Nikon D3100 hands-on
Nikon has fired a fresh salvo in the battle for dominance of the entry-level DSLR space. The Nikon D3100 comes in to replace the D3000, ticking off many of the wishes of D3000 owners.
The new model packs more megapixels onto the CMOS sensor and is backed by the Expeed 2 processor. With it comes the ability to capture Full HD (1080/24p) video and improved low light shooting performance, with regular ISO running up to 3200 and a Hi ISO setting of 12800.
You also get live view, toggled via a lever on the back, with a video capture button in the centre, for instant video. You'll find an HDMI output so you can connect straight to your TV.
The D3000's Guide mode persists, but has been enhanced, and is a comprehensive addition to this camera, really taking a bite out of Canon's CA option on their entry-level DSLRs which looks a little basic by comparison.
The D3100 is Nikon's smallest and lightest DSLR camera to date and we certainly found it compact in the hand - some might say it could be too small for those with larger hands - measuring 124 x 96 x 74.5mm and weighing 505g (body only, with battery and SD card).
The new video recording mode only offers you 10 minutes of filming however and you'll get a MOV file at the end of it. Nikon has made some bold claims about the autofocus, with subject tracking offering to keep you in focus when filming moving objects and face detection for up to 35 faces in a scene. You also get 11-point autofocus for your stills shooting.

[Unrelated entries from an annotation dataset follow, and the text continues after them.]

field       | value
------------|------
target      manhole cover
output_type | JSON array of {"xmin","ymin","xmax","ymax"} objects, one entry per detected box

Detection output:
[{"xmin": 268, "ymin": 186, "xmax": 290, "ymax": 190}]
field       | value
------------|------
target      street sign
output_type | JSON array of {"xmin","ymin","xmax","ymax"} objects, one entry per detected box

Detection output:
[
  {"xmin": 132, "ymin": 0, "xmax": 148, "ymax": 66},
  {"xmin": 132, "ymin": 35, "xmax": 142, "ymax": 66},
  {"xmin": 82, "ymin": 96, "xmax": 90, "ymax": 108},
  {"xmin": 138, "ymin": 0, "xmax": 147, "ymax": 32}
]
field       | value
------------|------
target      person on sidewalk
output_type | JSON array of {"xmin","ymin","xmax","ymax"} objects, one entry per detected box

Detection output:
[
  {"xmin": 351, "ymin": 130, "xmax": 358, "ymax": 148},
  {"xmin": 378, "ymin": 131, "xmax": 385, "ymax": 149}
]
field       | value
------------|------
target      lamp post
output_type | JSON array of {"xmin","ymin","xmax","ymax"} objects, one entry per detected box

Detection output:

We also notice that audio capture is mono, with no external mic option, so budding videographers might have something to moan about.
Sound too good to be true? With a body-only price of £499 and a kit price of £579 with the 18-55 VR lens, it looks like a veritable bargain as an entry level model. Of course, we'll be bringing you a full run-down of the performance when we get our hands on a review model.
What say you? Will the D3100 achieve Nikon's aim of dominating the entry-level DSLR market? How does it compare to Canon's 550D?